Warum die AfD in Thüringen mit mehr Macht rechnen kann
Autor: Stefan Hantzschmann, dpa
, Montag, 05. Februar 2024
In Thüringen, Sachsen und Brandenburg werden im Herbst Landtage gewählt. Die AfD könnte dort stärkste Kraft werden. Damit rücken für die Partei neue Machtoptionen in greifbare Nähe.
Björn Höcke als Ministerpräsident - bislang gilt dieses Szenario als eher unwahrscheinlich. Doch in der Thüringer AfD träumen einige schon von der absoluten Mehrheit nach der Landtagswahl 2024.
AfD-Landes- und Fraktionschef Höcke selbst sprach im November bei einem Landesparteitag in Pfiffelbach so, als könnte er Regierungschef werden. Er sagte dort Sätze wie «Wenn ich dann als Ministerpräsident ...», «meine Regierung» oder «eine der ersten Maßnahmen, die wir in Thüringen mit einer AfD-Regierung umsetzen...».
Während Hunderttausende Menschen in Deutschland gegen Rechtsextremismus auf die Straße gehen, plant die AfD in Thüringen ein Schattenkabinett aufzustellen - mit AfD-Leuten für mögliche Ministerposten. Die Landesverbände in Sachsen und Thüringen werden von den dortigen Verfassungsschutzämtern als gesichert rechtsextremistisch eingestuft und beobachtet, die AfD in Brandenburg ist ein Verdachtsfall.

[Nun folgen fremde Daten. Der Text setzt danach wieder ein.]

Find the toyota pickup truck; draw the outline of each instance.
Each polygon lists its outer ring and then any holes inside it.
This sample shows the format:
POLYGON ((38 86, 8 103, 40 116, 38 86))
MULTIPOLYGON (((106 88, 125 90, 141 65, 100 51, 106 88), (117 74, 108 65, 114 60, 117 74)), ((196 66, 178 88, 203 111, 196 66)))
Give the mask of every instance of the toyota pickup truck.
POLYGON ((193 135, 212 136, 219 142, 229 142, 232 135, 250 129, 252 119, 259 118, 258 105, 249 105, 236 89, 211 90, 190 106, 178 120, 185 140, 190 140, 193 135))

Auch nach Correctiv-Enthüllungen gute Umfragewerte
In allen drei Ländern liegt die Partei in Umfragen auf Platz eins - mit Werten teils über 30 Prozent. Daran scheinen auf den ersten Blick auch die bundesweiten Demonstrationen nichts zu ändern, nachdem das Medienhaus Correctiv ein Treffen radikaler Rechter in Potsdam öffentlich gemacht hatte, an dem auch AfD-Politiker teilnahmen.
Nach einer Infratest dimap-Umfrage kommt die AfD in Sachsen auch nach Veröffentlichung der Recherchen auf 35 Prozent - und wäre damit stärkste Kraft. Dagegen müssen SPD und Grüne um den Wiedereinzug in den Landtag bangen. In Thüringen könnten Grüne und FDP rausfliegen - sollten beide an der Fünf-Prozent-Hürde scheitern, würde die absolute Mehrheit für die AfD im Landtag näher rücken.
«Wir werden den Verfassungsschutz zurückpfeifen»
Auf den ersten Blick sei die AfD noch «sehr weit» von der absoluten Mehrheit entfernt und damit von der Möglichkeit allein zu regieren, sagt der Erfurter Politikwissenschaftler André Brodocz. «Wir müssen aber berücksichtigen, dass es am Ende auf die Hälfte der Sitze im Landtag ankommt.»
In einem Thüringer Parlament mit nur noch vier Parteien statt sechs könnte die AfD möglicherweise schon mit gut 40 Prozent die Hälfte der Sitze erhalten. «Das ist nicht ganz ausgeschlossen», so der Experte. Es komme auch darauf an, ob eine Wagenknecht-Partei antritt und in den Landtag kommt. Auch Ex-Bundesverfassungsschutzpräsident Hans-Georg Maaßen will mit seiner Werteunion eine Partei gründen. Möglich also, dass im Erfurter Landtag am Ende nicht weniger, sondern mehr Parteien vertreten sind.